Why setting expectations is important
On a workshop I was running last week on core management skills, one of the topics we covered was setting expectations.
It’s easy to assume everyone knows what’s expected of them, but a lack of clear direction can be confusing and leads to uncertainty for your team members, inconsistencies for your customers and frustration for you.
This echoes one of the challenges I often hear when I’m working with line managers, that is, not everyone delivers what’s expected. But when we delve deeper we often realise expectations have never been clearly communicated. Managers have simply assumed everyone knows.
And when expectations are not clear and shared, simple misunderstandings become compounded, potentially turning into personality clashes and communication breakdowns.

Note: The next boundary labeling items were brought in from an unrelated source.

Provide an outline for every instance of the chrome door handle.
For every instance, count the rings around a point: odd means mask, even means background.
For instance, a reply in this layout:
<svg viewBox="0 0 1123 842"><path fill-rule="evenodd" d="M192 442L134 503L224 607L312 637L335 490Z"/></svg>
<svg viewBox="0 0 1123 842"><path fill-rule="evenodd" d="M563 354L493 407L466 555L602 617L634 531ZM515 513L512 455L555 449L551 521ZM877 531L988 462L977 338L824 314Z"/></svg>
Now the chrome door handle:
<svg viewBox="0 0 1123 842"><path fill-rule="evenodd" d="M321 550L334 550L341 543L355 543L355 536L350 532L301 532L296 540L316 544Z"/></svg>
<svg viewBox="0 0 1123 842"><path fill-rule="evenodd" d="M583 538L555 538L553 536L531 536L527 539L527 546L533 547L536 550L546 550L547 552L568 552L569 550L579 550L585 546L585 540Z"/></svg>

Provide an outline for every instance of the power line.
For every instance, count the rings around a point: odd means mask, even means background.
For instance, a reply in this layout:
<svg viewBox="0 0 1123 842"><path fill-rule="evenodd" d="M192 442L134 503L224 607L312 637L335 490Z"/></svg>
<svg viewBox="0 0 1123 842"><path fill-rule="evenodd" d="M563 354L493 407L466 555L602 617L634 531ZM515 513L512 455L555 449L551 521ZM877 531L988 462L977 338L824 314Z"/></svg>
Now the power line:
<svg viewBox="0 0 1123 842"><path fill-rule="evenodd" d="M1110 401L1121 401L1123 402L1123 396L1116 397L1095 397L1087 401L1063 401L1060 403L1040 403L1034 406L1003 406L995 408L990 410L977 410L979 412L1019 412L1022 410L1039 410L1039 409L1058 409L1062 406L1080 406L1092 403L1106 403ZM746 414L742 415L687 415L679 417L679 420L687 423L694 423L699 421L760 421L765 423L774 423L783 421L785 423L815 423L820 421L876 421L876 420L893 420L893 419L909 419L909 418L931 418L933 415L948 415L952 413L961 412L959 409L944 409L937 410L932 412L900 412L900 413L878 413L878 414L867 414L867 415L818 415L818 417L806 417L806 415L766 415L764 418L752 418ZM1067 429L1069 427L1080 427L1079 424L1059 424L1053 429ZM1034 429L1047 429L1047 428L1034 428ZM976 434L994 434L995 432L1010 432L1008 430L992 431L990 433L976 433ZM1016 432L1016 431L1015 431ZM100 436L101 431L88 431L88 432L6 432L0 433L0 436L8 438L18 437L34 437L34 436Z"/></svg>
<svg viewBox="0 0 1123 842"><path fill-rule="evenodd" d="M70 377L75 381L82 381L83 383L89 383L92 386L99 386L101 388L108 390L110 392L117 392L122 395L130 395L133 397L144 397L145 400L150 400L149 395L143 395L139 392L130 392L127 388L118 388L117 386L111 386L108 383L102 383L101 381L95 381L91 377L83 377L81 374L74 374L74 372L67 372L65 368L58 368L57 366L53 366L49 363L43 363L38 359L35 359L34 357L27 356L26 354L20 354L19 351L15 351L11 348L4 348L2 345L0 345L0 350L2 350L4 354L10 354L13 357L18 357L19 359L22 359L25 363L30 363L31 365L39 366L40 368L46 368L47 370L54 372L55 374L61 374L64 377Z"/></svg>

The more specific you are about the tangible and measurable indicators, the easier it will be for team members to measure their success. What does great look like, sound like or feel like for you? What criteria are you using to measure performance?
Quantitative standards or pointers are easier to interpret than qualitative ones. For example, if you want customers’ email enquiries responded to ‘asap’, specify in how many minutes, hours or days. When it comes to qualitative standards, it can be far more open to personal interpretation, so giving examples and/or demonstrations can be helpful.
When you need someone to change what or how they are currently doing something, be prepared to make the comparison between the preferred way and the old way. It’s often subtle little nuances that make all the difference to reflect your culture or improve productivity.
Unless the process is critical (e.g. for legal or safely reasons) focus on what you need people to achieve i.e. the end result, rather than dictating how to do it. This allows them flexibility to adopt their own style and what feels most comfortable for them, rather than living in fear of not being able to comply with strict processes. That way you’ll get more ownership of the task.
And you may be pleasantly surprised by how often they end up improving the process.
If you only do one thing:
Ensure everyone understands the end result you’re aiming for and why.